— Валяй, парнишка, желаю удачи. Только не забывай — она тебе с полкилометра пулей в глаз попадет.
16
Корсаков дал своему отряду час — согреться и поесть. Все растянулись в большой комнате на разостланных шинелях, перед огнем сушились носки и портянки. Вика лежала на спине на диване, набитом конским волосом, прямо под козлиной головой на стене. Лежала, скрестив лодыжки, пальцами перебирала мех кроличьей шапки у себя на груди. Ее темно-рыжие волосы были подстрижены по-мальчишечьи коротко, и не мыли их так давно, что они свалялись завитками и торчали шипами. Вика смотрела прямо в стеклянные глаза козла — трофей явно ее заворожил. Я воображал, что она представляет себе, какова была охота, как стрелял охотник, как этого козла убили — наповал или он еще бежал, раненный, много километров, не понимая, что смерть уже пробила его мышцы и кости, что от охотничьей пули не убежать, она уже внутри…
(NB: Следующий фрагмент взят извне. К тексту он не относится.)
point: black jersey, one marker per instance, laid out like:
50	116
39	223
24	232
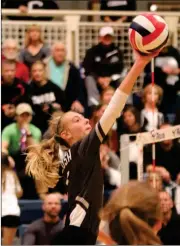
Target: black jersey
81	169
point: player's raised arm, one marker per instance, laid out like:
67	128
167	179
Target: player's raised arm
119	99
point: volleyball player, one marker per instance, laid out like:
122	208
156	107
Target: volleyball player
73	153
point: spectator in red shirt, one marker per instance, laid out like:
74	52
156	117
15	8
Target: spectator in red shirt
10	52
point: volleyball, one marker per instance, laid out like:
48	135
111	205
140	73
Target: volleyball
148	33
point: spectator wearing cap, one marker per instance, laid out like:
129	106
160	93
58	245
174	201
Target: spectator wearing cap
10	52
103	64
44	231
67	77
16	137
13	91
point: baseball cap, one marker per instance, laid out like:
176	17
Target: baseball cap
23	108
107	30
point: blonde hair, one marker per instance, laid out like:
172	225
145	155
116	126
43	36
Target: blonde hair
131	212
33	27
149	88
43	160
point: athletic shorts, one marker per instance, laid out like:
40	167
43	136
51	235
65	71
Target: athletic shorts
10	221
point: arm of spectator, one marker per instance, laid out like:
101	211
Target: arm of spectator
29	237
5	139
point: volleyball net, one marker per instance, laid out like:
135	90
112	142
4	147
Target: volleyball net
142	139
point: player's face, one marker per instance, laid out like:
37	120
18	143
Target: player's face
75	127
52	205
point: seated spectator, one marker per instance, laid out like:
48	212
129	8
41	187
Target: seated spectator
103	65
131	125
11	191
66	76
46	96
169	233
167	76
10	52
25	5
16	138
151	118
45	230
117	5
133	215
167	158
13	91
35	48
155	180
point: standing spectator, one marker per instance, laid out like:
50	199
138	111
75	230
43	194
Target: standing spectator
11	191
151	118
66	76
45	230
35	48
169	233
117	5
25	5
13	91
46	96
16	137
107	94
103	65
10	52
167	157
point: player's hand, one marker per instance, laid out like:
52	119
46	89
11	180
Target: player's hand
145	58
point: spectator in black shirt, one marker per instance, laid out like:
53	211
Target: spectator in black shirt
35	48
46	96
117	5
167	156
67	77
73	154
13	92
45	230
103	65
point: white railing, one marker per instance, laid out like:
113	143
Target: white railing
78	33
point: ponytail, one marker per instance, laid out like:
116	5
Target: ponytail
43	162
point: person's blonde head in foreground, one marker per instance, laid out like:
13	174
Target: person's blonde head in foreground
133	214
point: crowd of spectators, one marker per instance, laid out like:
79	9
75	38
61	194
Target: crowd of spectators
39	83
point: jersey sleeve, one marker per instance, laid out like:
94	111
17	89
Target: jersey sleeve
90	144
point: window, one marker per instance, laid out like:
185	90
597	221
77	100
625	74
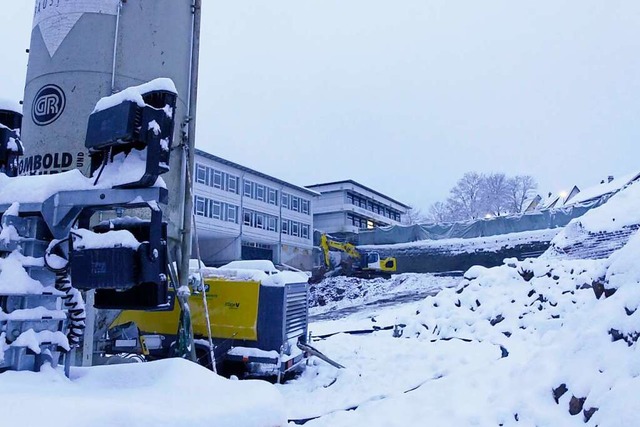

Я сидел на подоконнике и смотрел на Вику. Стараясь при этом, чтоб она не догадалась, что я на нее смотрю. Комбинезон свой она сняла, пусть просохнет, — он был мужской, вдвое больше нее. Еще на ней были две пары теплого белья. Хоть и рыжая, но без веснушек. Она лежала и теребила верхнюю губу нижними кривыми зубками. Я не мог оторвать от нее глаз. На девушек с открыток она не походила — вообще не идеал, тощая, недокормленная, неделю в лесу спала. Но я все равно хотел увидеть ее голой. Хотел расстегнуть на ней эту мужскую клетчатую рубашку, отшвырнуть ее прочь, облизать этой девушке бледный плоский живот, стащить с нее длинные кальсоны и покрыть худые ноги поцелуями.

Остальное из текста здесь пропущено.